Meine Arbeitsstelle, die Callescuela, setzt sich für die Rechte der Kinder, Jugendlichen und der arbeitenden Kinder ein. Sie bieten Workshops an, Nachhilfe und Bildung jeglicher Art. Die Altersgruppen sind zwischen 2 – 18, also sehr unterschiedlich. Auch die verschiedenen Einsatzorte unterscheiden sich ein wenig voneinander. Bei meiner Einsatzstelle geht es hauptsächlich um die Unterstützung der Kinder bei Hausaufgaben und Workshops. Bei dem Standort beim Mercado liegt der Fokus ebenfalls auf Unterstützung der Bildung sowie der Malhzeitausgabe. Aber vor allem kommt es auf die Gemeinschaft an, die die Callescuela den Kindern bietet.

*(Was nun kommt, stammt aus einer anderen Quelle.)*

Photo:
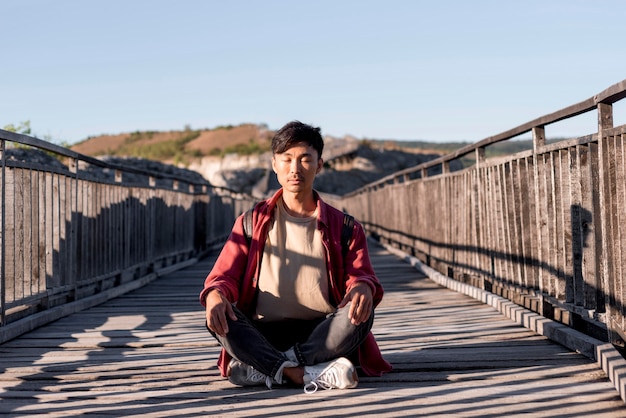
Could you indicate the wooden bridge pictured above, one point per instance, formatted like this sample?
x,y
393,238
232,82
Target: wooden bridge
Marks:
x,y
148,353
505,283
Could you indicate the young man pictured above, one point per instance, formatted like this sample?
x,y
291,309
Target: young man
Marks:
x,y
286,305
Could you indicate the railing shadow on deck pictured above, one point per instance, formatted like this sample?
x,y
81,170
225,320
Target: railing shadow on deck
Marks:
x,y
71,238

Mit den Kindern auf dem Weg zum Fußballfeld

Die politische Arbeit:

Wir gehen gemeinsam mit der Arbeit auf Demonstrationen. Vor kurzem bin ich mit meinen neuen Kollegen auf eine Demonstration für die Rechte der indigenen Bevölkerung in Paraguay gegangen. Dies war für mich ein einmaliges Erlebnis und ein interessanter Einblick, um den Umgang und die Rechte der Indigenen in Paraguay kennen zu lernen. Außerdem war ich innerhalb der Arbeit auf einem zweitägigem Seminar. Vor Ort waren alle Organisationen präsent, die sich für die Menschenrechte einsetzen. Auch dort repräsentierte die Callescuela die Rechte der Kinder und Jugendlichen. Diese Erfahrung hat mir ein Einblick in die Welt der Menschenrechte in Paraguay erlaubt. 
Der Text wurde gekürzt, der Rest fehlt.